A town of Pomfret agricultural business officially has approval to build a wind turbine on its property.
The town's Zoning Board of Appeals held a public hearing Monday to consider the appeal of Dennis Rak, the owner of Double A Vineyards Inc., located at 10277 Christy Road. Mark Ferrara of the Cazenovia Equipment Company (which sells, services and supports renewable energy projects) was on hand, as well, and represented Rak. The appeal was approved unanimously by the board.
"Basically, what this is is to install a 50-kilowatt, small wind turbine to generate electricity for the farm," Rak said. "We have our residence there with some offices in it, plus our storage building ... which has several compressors we use to have cold storage in there. We use a significant amount of electricity between those locations and we're looking at ways to help minimize our electricity costs over time."
OBSERVER Photo by Greg Fox
Dennis Rak (right), owner of Double A Vineyards Inc., and Mark Ferrara of the Cazenovia Equipment Company answer questions from the Pomfret Zoning Board of Appeals during a public hearing on Monday to consider a wind turbine on Rak’s property.
The public hearing was necessary in allowing for the turbine because the tower is expected to be about 136 feet tall and the blade height will be about 172 feet. Under Pomfret's Wind Energy Facilities Law, the maximum allowed for the tower is 120 feet while the maximum allowed for the blade is 150 feet.
Before the public hearing, the board looked into the height of a communications tower that is close to the area where the turbine will be constructed, according to Chairman Samuel Allesi. Board member Raymond Lewandowski said DFT Communications told him that tower is 190 feet tall.

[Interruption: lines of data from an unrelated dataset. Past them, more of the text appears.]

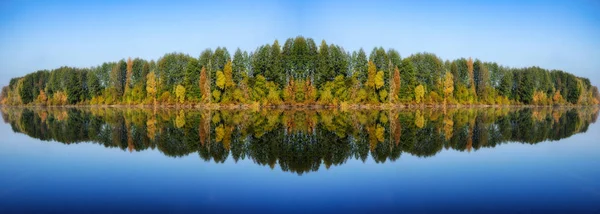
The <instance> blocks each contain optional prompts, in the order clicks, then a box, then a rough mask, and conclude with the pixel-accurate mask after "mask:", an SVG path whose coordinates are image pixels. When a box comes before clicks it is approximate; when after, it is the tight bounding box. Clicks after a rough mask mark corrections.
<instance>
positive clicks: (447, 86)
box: [444, 72, 454, 104]
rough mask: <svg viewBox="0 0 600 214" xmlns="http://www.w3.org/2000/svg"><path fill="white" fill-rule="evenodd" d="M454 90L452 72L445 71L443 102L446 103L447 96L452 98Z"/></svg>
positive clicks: (447, 98) (446, 99)
mask: <svg viewBox="0 0 600 214" xmlns="http://www.w3.org/2000/svg"><path fill="white" fill-rule="evenodd" d="M453 92H454V78H453V75H452V73H450V72H446V74H445V75H444V104H446V102H447V99H448V98H452V93H453Z"/></svg>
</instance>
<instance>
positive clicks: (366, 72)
mask: <svg viewBox="0 0 600 214" xmlns="http://www.w3.org/2000/svg"><path fill="white" fill-rule="evenodd" d="M368 63H369V61H368V60H367V54H366V53H365V51H364V50H363V49H362V48H361V49H359V50H358V53H357V56H356V59H354V70H355V71H354V72H356V73H357V74H358V75H357V77H358V80H359V81H360V83H362V84H364V83H365V82H366V81H367V74H368V70H367V67H368Z"/></svg>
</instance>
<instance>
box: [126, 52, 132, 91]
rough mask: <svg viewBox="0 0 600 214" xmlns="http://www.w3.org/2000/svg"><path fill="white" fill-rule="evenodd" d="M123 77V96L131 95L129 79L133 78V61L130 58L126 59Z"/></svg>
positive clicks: (127, 58) (130, 79) (129, 57)
mask: <svg viewBox="0 0 600 214" xmlns="http://www.w3.org/2000/svg"><path fill="white" fill-rule="evenodd" d="M126 70H127V71H126V75H125V94H128V95H129V93H131V92H130V90H131V77H132V76H133V60H131V57H129V58H127V69H126Z"/></svg>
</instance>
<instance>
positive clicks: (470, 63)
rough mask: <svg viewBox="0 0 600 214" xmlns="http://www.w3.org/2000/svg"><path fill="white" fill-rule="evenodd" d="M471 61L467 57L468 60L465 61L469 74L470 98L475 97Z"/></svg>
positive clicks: (472, 71)
mask: <svg viewBox="0 0 600 214" xmlns="http://www.w3.org/2000/svg"><path fill="white" fill-rule="evenodd" d="M473 69H474V68H473V59H472V58H471V57H469V59H468V60H467V71H468V72H469V85H468V87H469V92H470V93H471V96H475V95H476V91H475V75H474V73H473V72H474V71H473Z"/></svg>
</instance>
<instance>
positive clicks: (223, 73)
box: [223, 60, 235, 89]
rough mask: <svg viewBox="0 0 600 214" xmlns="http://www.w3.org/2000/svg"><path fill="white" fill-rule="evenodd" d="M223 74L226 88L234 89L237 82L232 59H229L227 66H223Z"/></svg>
mask: <svg viewBox="0 0 600 214" xmlns="http://www.w3.org/2000/svg"><path fill="white" fill-rule="evenodd" d="M223 75H225V89H232V88H233V87H234V86H235V82H233V69H232V64H231V60H229V61H227V64H225V67H224V68H223Z"/></svg>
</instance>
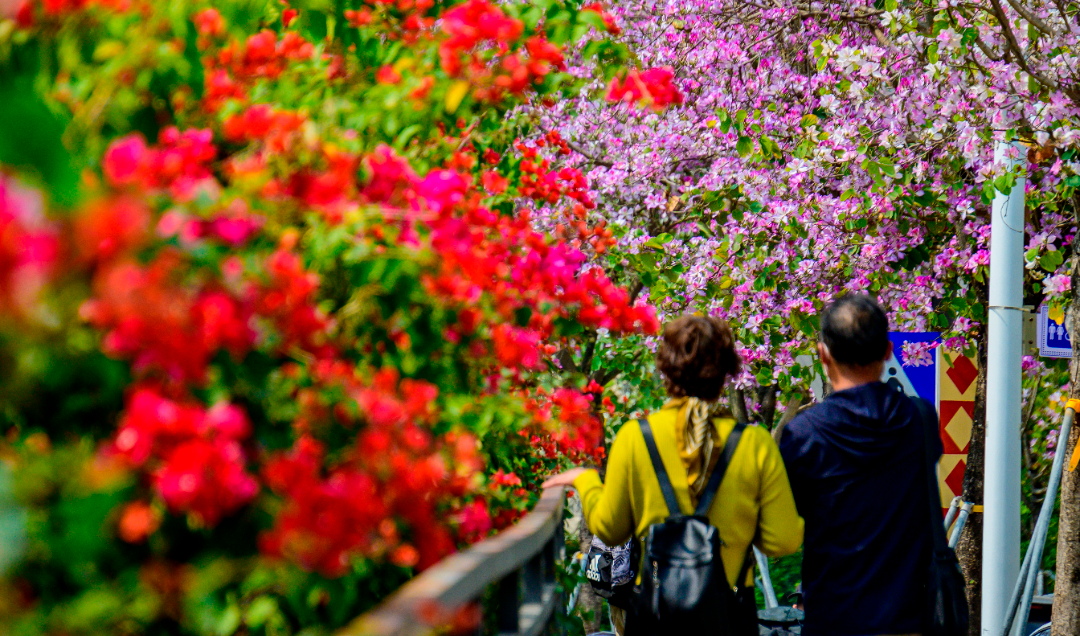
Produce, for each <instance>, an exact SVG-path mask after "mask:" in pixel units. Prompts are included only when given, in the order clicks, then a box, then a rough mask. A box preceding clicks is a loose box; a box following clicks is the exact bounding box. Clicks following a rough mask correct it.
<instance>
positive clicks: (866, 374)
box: [828, 364, 882, 391]
mask: <svg viewBox="0 0 1080 636" xmlns="http://www.w3.org/2000/svg"><path fill="white" fill-rule="evenodd" d="M829 370H831V371H833V373H831V374H829V375H828V376H829V377H828V380H829V382H832V383H833V391H843V390H846V389H854V388H855V387H862V385H863V384H869V383H872V382H879V381H881V370H882V369H881V365H880V364H876V365H870V366H867V367H860V368H851V367H846V368H835V369H829Z"/></svg>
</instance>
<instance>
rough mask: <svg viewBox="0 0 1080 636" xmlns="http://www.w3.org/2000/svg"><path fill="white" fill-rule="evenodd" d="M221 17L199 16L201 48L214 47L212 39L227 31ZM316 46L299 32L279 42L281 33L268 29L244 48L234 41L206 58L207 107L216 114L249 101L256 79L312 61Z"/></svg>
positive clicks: (256, 33)
mask: <svg viewBox="0 0 1080 636" xmlns="http://www.w3.org/2000/svg"><path fill="white" fill-rule="evenodd" d="M207 11H211V10H207ZM219 18H220V16H219V15H216V12H215V14H207V13H206V12H205V11H204V12H202V13H199V14H198V15H197V21H198V22H197V25H198V28H199V29H200V33H201V35H200V38H199V46H200V49H202V50H204V51H206V50H208V49H210V48H211V37H213V36H217V35H218V33H219V32H220V30H221V29H222V28H224V22H218V21H219ZM314 54H315V48H314V45H313V44H312V43H311V42H309V41H307V40H306V39H303V37H302V36H300V35H299V33H297V32H296V31H287V32H285V35H283V36H282V37H281V39H280V40H279V39H278V33H275V32H274V31H271V30H269V29H264V30H261V31H259V32H258V33H255V35H254V36H251V37H249V38H247V40H246V41H245V42H244V44H243V45H241V44H240V43H238V42H235V41H232V42H230V43H229V44H228V45H226V46H224V48H221V49H220V50H218V51H217V52H216V55H210V54H207V55H206V56H205V57H204V59H203V67H204V69H205V72H204V75H205V79H204V80H203V82H204V86H203V89H204V90H203V107H204V108H205V109H206V110H208V111H211V112H216V111H217V110H219V109H220V108H221V106H224V105H225V103H226V102H228V100H229V99H237V100H238V102H246V100H247V90H246V89H247V86H248V85H249V84H251V83H252V82H253V81H255V80H258V79H262V78H268V79H274V78H278V77H280V76H281V75H282V73H283V72H285V69H286V68H288V66H289V64H293V63H296V62H303V60H308V59H311V58H312V57H313V56H314Z"/></svg>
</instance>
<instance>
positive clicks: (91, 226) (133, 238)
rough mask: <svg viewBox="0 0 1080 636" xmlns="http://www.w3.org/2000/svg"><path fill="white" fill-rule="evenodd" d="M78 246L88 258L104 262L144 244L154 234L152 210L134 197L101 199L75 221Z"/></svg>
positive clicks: (76, 243)
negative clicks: (109, 259) (152, 226)
mask: <svg viewBox="0 0 1080 636" xmlns="http://www.w3.org/2000/svg"><path fill="white" fill-rule="evenodd" d="M73 226H75V227H73V229H75V236H76V241H75V243H76V245H75V247H76V248H77V249H78V251H79V254H80V255H81V256H82V258H84V259H85V260H90V261H104V260H108V259H111V258H114V257H117V256H120V255H123V254H125V253H127V252H129V251H131V249H134V248H138V247H140V246H141V245H143V244H144V242H145V241H146V240H147V239H148V238H149V234H150V211H149V209H148V208H147V206H146V204H145V203H143V201H140V200H138V199H136V198H134V197H112V198H108V199H99V200H97V201H94V202H92V203H90V204H87V205H86V206H85V207H83V208H82V209H81V211H80V212H79V214H78V216H76V218H75V222H73Z"/></svg>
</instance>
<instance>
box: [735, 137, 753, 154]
mask: <svg viewBox="0 0 1080 636" xmlns="http://www.w3.org/2000/svg"><path fill="white" fill-rule="evenodd" d="M753 151H754V141H753V140H752V139H751V138H750V137H739V141H738V143H735V152H738V153H739V157H746V155H748V154H750V153H751V152H753Z"/></svg>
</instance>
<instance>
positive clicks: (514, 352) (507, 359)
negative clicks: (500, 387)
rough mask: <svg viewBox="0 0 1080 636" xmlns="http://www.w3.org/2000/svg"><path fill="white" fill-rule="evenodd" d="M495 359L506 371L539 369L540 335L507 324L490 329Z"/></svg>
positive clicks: (539, 353)
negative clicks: (498, 362) (519, 369)
mask: <svg viewBox="0 0 1080 636" xmlns="http://www.w3.org/2000/svg"><path fill="white" fill-rule="evenodd" d="M491 340H492V341H494V344H495V357H496V358H497V360H498V361H499V364H501V365H502V366H504V367H507V368H508V369H521V368H524V369H537V368H540V349H539V344H540V334H538V333H537V331H535V330H532V329H521V328H518V327H514V326H512V325H509V324H507V323H503V324H501V325H496V327H495V328H494V329H491Z"/></svg>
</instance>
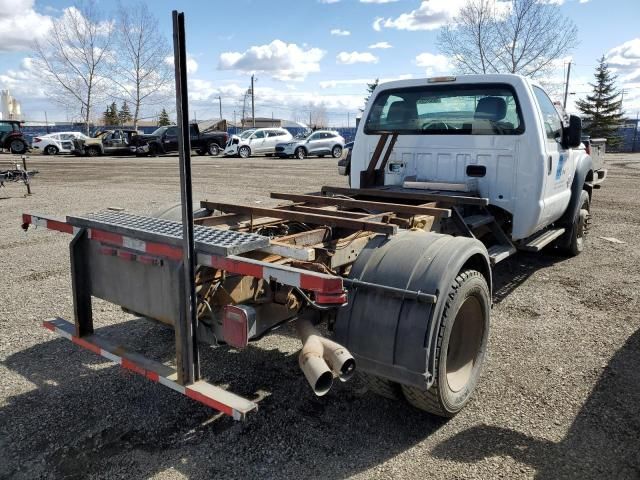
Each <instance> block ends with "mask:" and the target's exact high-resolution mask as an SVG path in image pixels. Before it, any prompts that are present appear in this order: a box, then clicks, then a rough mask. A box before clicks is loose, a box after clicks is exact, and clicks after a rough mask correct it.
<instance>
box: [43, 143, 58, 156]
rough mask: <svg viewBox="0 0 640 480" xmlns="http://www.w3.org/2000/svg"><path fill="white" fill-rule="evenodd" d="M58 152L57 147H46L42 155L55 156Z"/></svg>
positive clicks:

Rak said there will be a 20-year lease on the wind turbine through an agreement between Cazenovia Equipment and United Wind. The turbine will be located in the middle of some grape vineyards on the land and it will take the place of a tree there.
"It's a very quiet turbine and it was designed with knowing it's going to have to be close to houses and farms," Ferrara said. "It's for powering a facility, and so it was designed to not be on a wind farm out in the middle of nowhere."
Ferrara said after the 20-year lease, there will be an option to buy the turbine at fair market value. He added construction on the turbine should occur early on in the summer of 2014.
Before voting on the appeal, the board filled out a New York State Environmental Quality Review Form, as required by state law, and gave a negative declaration on the project. That means the turbine is not expected to have any adverse impact on the environment.